TENGGARONG – Pemerintah Kabupaten terus memperkuat transformasi digital pelayanan publik melalui peluncuran Aplikasi Portal Pelayanan Publik “IDAMAN TERBAIK” serta Aplikasi Pelayanan Publik Desa, Kelurahan, dan Kecamatan “DISAPA IDAMAN V2”.
Peluncuran kedua aplikasi tersebut dirangkaikan dengan pengumuman hasil Pemantauan dan Evaluasi Kinerja Penyelenggaraan Pelayanan Publik Mandiri Tahun 2025.
Bupati Kutai Kartanegara, Aulia Rahman Basri, menyampaikan bahwa kehadiran dua aplikasi ini diharapkan mampu meningkatkan kualitas pelayanan kepada masyarakat, sekaligus memperpendek jarak antara pemerintah dan warga sebagai penerima layanan.
“Dengan diluncurkannya DISAPA IDAMAN V2 dan IDAMAN TERBAIK, kami berharap pelayanan kepada masyarakat menjadi semakin baik dan semakin dekat.
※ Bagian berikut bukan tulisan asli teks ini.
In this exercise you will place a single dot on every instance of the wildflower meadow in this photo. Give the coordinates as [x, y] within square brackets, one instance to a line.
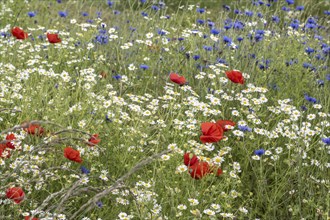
[148, 109]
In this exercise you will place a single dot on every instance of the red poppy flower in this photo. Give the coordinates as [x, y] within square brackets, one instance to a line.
[53, 38]
[211, 132]
[219, 172]
[19, 33]
[223, 123]
[72, 154]
[177, 79]
[189, 161]
[16, 194]
[199, 170]
[34, 129]
[10, 137]
[235, 76]
[29, 218]
[3, 149]
[94, 140]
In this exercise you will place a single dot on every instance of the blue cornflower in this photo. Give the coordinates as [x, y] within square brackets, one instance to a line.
[63, 14]
[238, 25]
[236, 11]
[295, 24]
[239, 39]
[196, 57]
[85, 14]
[258, 37]
[200, 21]
[307, 65]
[84, 170]
[259, 152]
[290, 2]
[228, 25]
[222, 61]
[102, 39]
[215, 31]
[144, 67]
[110, 3]
[309, 50]
[31, 14]
[303, 108]
[320, 82]
[210, 24]
[207, 48]
[276, 19]
[161, 32]
[318, 37]
[161, 4]
[326, 140]
[226, 7]
[227, 40]
[249, 13]
[326, 50]
[200, 10]
[155, 8]
[285, 8]
[327, 77]
[244, 128]
[99, 204]
[107, 118]
[300, 8]
[117, 77]
[310, 99]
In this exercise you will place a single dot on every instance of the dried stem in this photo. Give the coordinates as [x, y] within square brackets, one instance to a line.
[91, 202]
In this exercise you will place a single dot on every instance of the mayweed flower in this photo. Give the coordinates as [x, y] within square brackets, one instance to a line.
[326, 140]
[94, 140]
[84, 170]
[144, 67]
[72, 154]
[63, 14]
[290, 2]
[99, 204]
[212, 132]
[244, 128]
[31, 14]
[235, 76]
[327, 77]
[33, 129]
[53, 38]
[310, 99]
[259, 152]
[200, 10]
[300, 8]
[16, 194]
[110, 3]
[19, 33]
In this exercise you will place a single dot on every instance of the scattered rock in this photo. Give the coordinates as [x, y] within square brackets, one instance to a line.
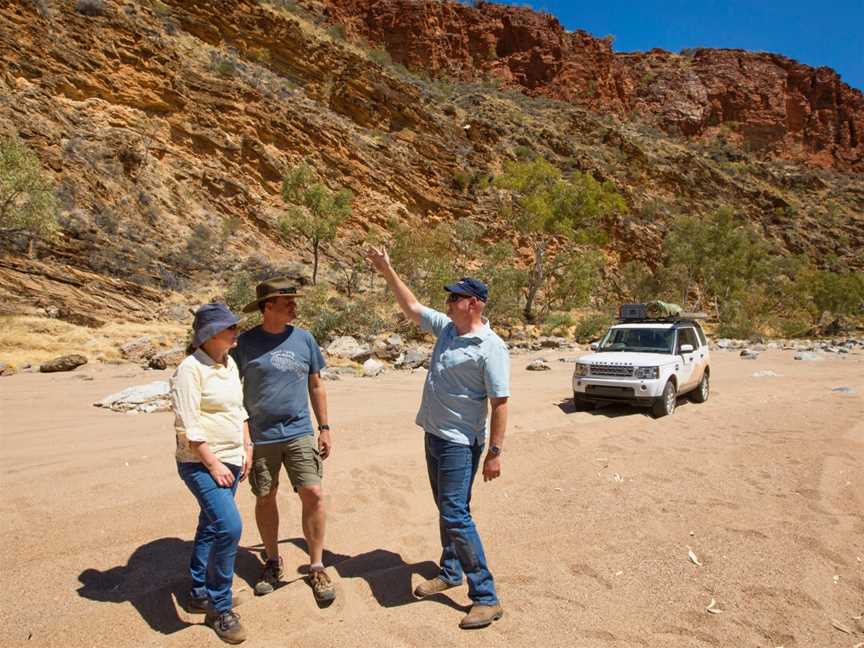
[372, 367]
[138, 349]
[349, 348]
[538, 365]
[152, 397]
[63, 363]
[388, 347]
[808, 355]
[169, 358]
[413, 358]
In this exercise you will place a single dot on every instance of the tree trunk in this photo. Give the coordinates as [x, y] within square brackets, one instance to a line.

Hal ini sejalan dengan semangat pembangunan Mal Pelayanan Publik (MPP) di setiap kecamatan,” ujar Aulia.
Ia menjelaskan, pembangunan dan pengembangan MPP dilakukan dengan konsep hybrid, yakni mengombinasikan layanan daring (online) dan layanan langsung (on-site) di tingkat kecamatan. Melalui skema ini, masyarakat tidak lagi harus datang ke pusat kabupaten untuk mengurus berbagai perizinan maupun layanan administrasi.
“Harapannya, seluruh masyarakat dapat mengakses layanan perizinan tanpa harus datang ke kabupaten. Bahkan, sejumlah layanan sudah bisa dilakukan secara online,” jelasnya.
Selain itu, dokumen hasil proses perizinan juga akan dikirimkan secara digital. Aulia menegaskan, sistem digital tersebut telah mendapatkan pengesahan dari Badan Siber dan Sandi Negara (BSSN), sehingga keabsahan dokumen tetap terjamin dan dapat digunakan secara resmi.
“Dokumen yang dihasilkan dikirimkan secara digital dan telah disahkan oleh BSSN, sehingga secara sah dapat dimanfaatkan oleh masyarakat,” tambahnya.
Melalui peluncuran kedua aplikasi ini, pemerintah daerah menegaskan komitmennya dalam mendorong digitalisasi pelayanan publik. Langkah tersebut diharapkan mampu menghadirkan pelayanan yang lebih cepat, mudah, transparan, serta benar-benar dirasakan manfaatnya oleh masyarakat hingga ke tingkat desa dan kecamatan.